TopologicalQwen is a 1.7 billion parameter model from Convergent Intelligence LLC: Research Division, distilled from a 30B Qwen3 teacher using Topological Knowledge Distillation (TKD). Unlike traditional methods that only capture smooth variations, TKD decomposes knowledge transfer into three channels: smooth distillation, jump corrections at conceptual boundaries, and drift corrections for subtle distributional shifts. This allows the model to preserve the teacher's structural understanding, not just surface statistics.

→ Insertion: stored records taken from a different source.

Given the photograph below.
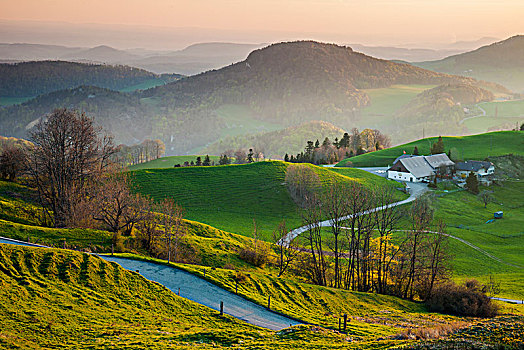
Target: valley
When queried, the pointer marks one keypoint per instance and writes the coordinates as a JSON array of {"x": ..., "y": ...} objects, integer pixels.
[{"x": 242, "y": 195}]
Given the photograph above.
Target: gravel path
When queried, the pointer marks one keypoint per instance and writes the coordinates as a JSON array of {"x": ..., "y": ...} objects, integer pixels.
[
  {"x": 417, "y": 190},
  {"x": 197, "y": 290}
]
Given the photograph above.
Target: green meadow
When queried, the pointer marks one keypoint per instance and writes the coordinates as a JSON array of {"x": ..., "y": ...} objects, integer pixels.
[
  {"x": 170, "y": 162},
  {"x": 384, "y": 102},
  {"x": 474, "y": 147},
  {"x": 235, "y": 197}
]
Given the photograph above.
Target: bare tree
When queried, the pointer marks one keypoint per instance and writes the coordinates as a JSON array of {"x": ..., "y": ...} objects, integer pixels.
[
  {"x": 311, "y": 217},
  {"x": 68, "y": 155},
  {"x": 13, "y": 162},
  {"x": 287, "y": 251},
  {"x": 172, "y": 216}
]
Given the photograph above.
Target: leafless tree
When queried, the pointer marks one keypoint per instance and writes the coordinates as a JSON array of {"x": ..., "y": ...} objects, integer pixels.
[
  {"x": 287, "y": 252},
  {"x": 13, "y": 162},
  {"x": 311, "y": 217},
  {"x": 172, "y": 216},
  {"x": 68, "y": 155}
]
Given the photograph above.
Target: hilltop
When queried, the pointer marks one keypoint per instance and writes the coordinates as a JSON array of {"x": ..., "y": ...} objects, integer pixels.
[
  {"x": 234, "y": 195},
  {"x": 474, "y": 147},
  {"x": 41, "y": 77},
  {"x": 275, "y": 144},
  {"x": 439, "y": 110},
  {"x": 283, "y": 84},
  {"x": 500, "y": 62}
]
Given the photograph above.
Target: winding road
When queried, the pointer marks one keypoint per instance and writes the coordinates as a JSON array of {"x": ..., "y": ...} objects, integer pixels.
[
  {"x": 196, "y": 289},
  {"x": 417, "y": 189}
]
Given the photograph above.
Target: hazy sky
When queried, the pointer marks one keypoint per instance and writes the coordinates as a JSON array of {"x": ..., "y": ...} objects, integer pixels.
[{"x": 367, "y": 21}]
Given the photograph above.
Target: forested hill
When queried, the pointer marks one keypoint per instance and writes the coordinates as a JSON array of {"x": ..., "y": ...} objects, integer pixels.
[
  {"x": 439, "y": 110},
  {"x": 275, "y": 144},
  {"x": 119, "y": 113},
  {"x": 276, "y": 87},
  {"x": 36, "y": 78},
  {"x": 296, "y": 81},
  {"x": 501, "y": 62}
]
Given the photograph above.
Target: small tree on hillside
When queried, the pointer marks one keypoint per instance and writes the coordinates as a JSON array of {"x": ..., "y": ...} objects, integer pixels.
[
  {"x": 438, "y": 147},
  {"x": 472, "y": 183},
  {"x": 485, "y": 197},
  {"x": 250, "y": 156}
]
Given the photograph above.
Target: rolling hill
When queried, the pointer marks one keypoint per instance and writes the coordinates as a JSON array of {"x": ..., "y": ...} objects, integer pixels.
[
  {"x": 500, "y": 62},
  {"x": 235, "y": 195},
  {"x": 41, "y": 77},
  {"x": 474, "y": 147},
  {"x": 439, "y": 111},
  {"x": 275, "y": 144},
  {"x": 283, "y": 84}
]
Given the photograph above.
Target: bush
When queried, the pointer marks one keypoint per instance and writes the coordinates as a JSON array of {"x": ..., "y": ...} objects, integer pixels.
[
  {"x": 255, "y": 257},
  {"x": 462, "y": 300}
]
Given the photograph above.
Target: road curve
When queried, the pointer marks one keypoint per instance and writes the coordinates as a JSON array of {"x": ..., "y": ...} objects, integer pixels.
[
  {"x": 197, "y": 290},
  {"x": 418, "y": 190}
]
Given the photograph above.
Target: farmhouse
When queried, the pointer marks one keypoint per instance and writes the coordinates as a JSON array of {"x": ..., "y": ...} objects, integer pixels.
[
  {"x": 420, "y": 168},
  {"x": 480, "y": 168}
]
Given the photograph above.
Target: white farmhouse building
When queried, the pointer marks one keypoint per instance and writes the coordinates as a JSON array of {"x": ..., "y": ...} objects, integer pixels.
[{"x": 419, "y": 168}]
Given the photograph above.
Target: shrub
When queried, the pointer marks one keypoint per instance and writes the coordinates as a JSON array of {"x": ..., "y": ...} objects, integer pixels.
[
  {"x": 462, "y": 300},
  {"x": 256, "y": 257}
]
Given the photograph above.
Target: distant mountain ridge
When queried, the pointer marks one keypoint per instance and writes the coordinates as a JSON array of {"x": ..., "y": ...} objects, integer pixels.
[
  {"x": 501, "y": 62},
  {"x": 41, "y": 77},
  {"x": 285, "y": 84},
  {"x": 275, "y": 144}
]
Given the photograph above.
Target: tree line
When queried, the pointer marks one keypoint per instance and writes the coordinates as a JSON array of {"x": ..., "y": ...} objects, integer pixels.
[
  {"x": 349, "y": 145},
  {"x": 71, "y": 164},
  {"x": 367, "y": 253}
]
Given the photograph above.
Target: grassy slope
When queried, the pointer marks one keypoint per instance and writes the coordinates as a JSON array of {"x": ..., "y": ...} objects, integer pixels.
[
  {"x": 470, "y": 147},
  {"x": 466, "y": 218},
  {"x": 56, "y": 298},
  {"x": 230, "y": 197},
  {"x": 169, "y": 162},
  {"x": 384, "y": 102}
]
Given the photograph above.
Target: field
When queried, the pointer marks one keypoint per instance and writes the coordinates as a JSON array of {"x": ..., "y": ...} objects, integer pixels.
[
  {"x": 232, "y": 197},
  {"x": 170, "y": 162},
  {"x": 385, "y": 102},
  {"x": 466, "y": 218},
  {"x": 56, "y": 298},
  {"x": 9, "y": 101},
  {"x": 474, "y": 147},
  {"x": 240, "y": 120},
  {"x": 498, "y": 114}
]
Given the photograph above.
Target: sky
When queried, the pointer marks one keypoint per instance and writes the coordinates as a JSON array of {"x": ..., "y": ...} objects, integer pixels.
[{"x": 378, "y": 22}]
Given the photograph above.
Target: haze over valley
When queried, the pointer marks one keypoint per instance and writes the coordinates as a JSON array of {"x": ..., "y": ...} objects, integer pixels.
[{"x": 313, "y": 174}]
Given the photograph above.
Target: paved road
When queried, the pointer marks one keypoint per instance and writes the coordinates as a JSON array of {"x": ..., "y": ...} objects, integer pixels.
[
  {"x": 198, "y": 290},
  {"x": 417, "y": 189}
]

Key Capabilities & Features

  • Topology-Aware Reasoning: Employs a unique methodology to detect and preserve structural information (topic shifts, reasoning mode transitions) during distillation, leading to enhanced reasoning quality at a small scale.
  • DualMind Format: Trained to generate responses in a structured <explore> (derivation), <examine> (self-critique), and <response> (clean answer) format, mimicking a cognitive loop for complex problem-solving.
  • Physics CoT Optimization: Fine-tuned on Chain-of-Thought datasets for differential equations, theoretical mechanics, electromagnetism, and general relativity, making it proficient in scientific reasoning.
  • Efficient Architecture: A 1.7B parameter Qwen3ForCausalLM model with a 40,960-token context length, offering strong performance for its size.

What Makes It Different

TopologicalQwen represents a significant advancement in knowledge distillation, demonstrating that a 1.7B model can achieve structural reasoning quality typically associated with much larger models. This is attributed to the Discrepancy Calculus (DISC) framework, which mathematically identifies and preserves critical structural features in the teacher's output distribution. The model's training on premium hardware (Colab H100) further showcases the potential of the TKD pipeline when combined with robust compute resources, yielding results that defy typical parameter-count expectations.